Since the classic work of Brinster and colleagues demonstrating that spermatogonial stem cells could be transplanted within seminiferous tubules, where they proliferate and undergo sperm development, it has been hoped that the system could be adapted for germline modifications. This, however, entails a number of challenging technical steps such as the propagation of cultures of spermatogonial stem cells, introduction of genetic modifications, and selection of the modified stem cells. Mito Kanatsu-Shinohara and colleagues met the first challenge with a cocktail of growth factors, published previously in Biology of Reproduction (Kanatsu-Shinohara M, Ogonuki N, Inoue K, Miki H, Ogura A, Toyokuni S, Shinohara T. Long-term proliferation in culture and germline transmission of mouse male germline stem cells. Biol Reprod 2003; 69: 612-616.); they refer to the spermatogonial stem cells established in this way as germline stem cells (GS). In the January 2005 issue of Biology of Reproduction, this group reports another very significant step forward. They transfected the GS cells with a construct designed to express both enhanced green fluorescent protein (EGFP) and neo to allow drug selection of modified cells. The colonies derived from single modified and selected GS cells were expanded and then injected into seminiferous tubules of germ cell-free mutant mice. After mating, these mice produced offspring that not only expressed the introduced EGFP construct but also passed it on to their offspring and subsequent generations. This groundbreaking work sets the stage for further germline modifications that will be important for a wide range of experimental analyses. Further, this work will have profound implications if the technologies can be applied to the clinic. (The full text of this paper is available from Biology of Reproduction--Papers in Press at www.biolreprod.org/cgi/rapidpdf/biolreprod.104.035659v1.pdf)
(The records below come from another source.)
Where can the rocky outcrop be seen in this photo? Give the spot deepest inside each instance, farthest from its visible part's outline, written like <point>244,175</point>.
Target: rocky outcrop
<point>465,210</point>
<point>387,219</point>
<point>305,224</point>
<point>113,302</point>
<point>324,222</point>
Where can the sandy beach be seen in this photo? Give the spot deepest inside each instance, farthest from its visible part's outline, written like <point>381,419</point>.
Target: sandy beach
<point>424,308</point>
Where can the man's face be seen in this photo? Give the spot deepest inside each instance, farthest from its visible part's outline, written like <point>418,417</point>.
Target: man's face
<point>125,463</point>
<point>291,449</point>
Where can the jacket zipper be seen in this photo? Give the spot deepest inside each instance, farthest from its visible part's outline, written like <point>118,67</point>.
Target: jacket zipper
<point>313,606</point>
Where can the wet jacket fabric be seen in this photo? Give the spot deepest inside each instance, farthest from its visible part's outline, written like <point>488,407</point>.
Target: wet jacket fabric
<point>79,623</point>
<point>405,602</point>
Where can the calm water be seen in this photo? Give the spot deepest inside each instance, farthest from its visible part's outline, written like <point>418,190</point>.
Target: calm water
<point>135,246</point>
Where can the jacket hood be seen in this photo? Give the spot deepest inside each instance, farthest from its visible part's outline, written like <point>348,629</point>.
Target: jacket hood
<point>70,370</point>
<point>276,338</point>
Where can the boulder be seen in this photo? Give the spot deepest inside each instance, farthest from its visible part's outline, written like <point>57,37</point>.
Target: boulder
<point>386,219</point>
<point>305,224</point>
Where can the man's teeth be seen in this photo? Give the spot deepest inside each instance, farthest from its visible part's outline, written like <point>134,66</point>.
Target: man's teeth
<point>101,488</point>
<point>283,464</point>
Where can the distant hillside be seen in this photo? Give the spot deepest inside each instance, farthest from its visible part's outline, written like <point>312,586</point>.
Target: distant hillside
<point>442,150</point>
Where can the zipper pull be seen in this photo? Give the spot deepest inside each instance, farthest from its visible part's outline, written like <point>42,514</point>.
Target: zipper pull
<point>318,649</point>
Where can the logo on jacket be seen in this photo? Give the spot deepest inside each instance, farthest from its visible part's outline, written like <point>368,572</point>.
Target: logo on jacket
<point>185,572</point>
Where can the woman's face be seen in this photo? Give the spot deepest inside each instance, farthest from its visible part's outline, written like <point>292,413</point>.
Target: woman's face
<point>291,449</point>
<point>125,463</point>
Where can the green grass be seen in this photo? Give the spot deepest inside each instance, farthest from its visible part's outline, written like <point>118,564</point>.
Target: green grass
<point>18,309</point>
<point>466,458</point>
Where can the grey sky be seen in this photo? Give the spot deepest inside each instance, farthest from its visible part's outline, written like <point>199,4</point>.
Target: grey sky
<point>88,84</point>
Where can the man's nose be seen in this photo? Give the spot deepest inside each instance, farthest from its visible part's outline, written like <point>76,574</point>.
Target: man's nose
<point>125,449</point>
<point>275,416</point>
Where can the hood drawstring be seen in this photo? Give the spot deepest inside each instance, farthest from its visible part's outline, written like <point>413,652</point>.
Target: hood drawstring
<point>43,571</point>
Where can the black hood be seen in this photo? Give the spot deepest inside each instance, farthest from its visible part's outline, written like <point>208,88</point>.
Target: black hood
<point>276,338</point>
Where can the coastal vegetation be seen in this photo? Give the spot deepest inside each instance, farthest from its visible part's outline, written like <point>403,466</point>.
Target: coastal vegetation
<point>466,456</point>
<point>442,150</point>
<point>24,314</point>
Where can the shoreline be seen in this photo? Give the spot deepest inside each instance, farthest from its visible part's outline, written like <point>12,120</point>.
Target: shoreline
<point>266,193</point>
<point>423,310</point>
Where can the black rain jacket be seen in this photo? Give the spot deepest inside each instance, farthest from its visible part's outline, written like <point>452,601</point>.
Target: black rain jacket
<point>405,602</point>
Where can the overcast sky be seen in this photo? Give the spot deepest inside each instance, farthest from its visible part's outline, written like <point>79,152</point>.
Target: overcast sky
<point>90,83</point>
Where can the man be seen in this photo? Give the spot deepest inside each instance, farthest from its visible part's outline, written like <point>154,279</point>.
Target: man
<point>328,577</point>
"Similar effects of osmolarity, glucose, and phosphate on cleavage past the 2-Cell stage in mouse embryos from outbred and F1 hybrid females." Timin Hadi, Mary-Anne Hammer, Carolyn Algire, Tiffany Richards, and Jay M. Baltz.

For many years it has been a puzzle why embryos from most random-bred and inbred female mice exhibit a block at the 2-cell stage in classical embryo culture media. Because embryos of many F1 hybrids develop beyond this stage, it has been thought that the phenotype is dependent on the genotype of the female giving rise to the egg - there are "blocking" and "non-blocking" types of females. In the January 2005 issue of Biology of Reproduction, Hadi, Hammer, Algire, Richards, and Baltz revisit this issue. The recent development of media in which even blocking embryos develop to the blastocyst stage allowed them to address specific properties implicated in the 2-cell block and to test the hypothesis that the 2-cell block is not restricted to particular genotypes, but that instead there is varying susceptibility. They show that both blocked and non-blocked embryos are indeed susceptible to culture effects, with differences in the threshold of susceptibility. Increase in osmolarity or glucose/phosphate levels can cause 2-cell arrest of both blocking and non-blocking embryos, and the blocking effect of osmolarity is rescued by glycine. These results not only clear up long-standing confusion about the etiology of the 2-cell block but also highlight the important effects of culture conditions on experimental design. (The full text of this paper is available from Biology of Reproduction--Papers in Press at www.biolreprod.org/cgi/rapidpdf/biolreprod.104.033324v1.pdf).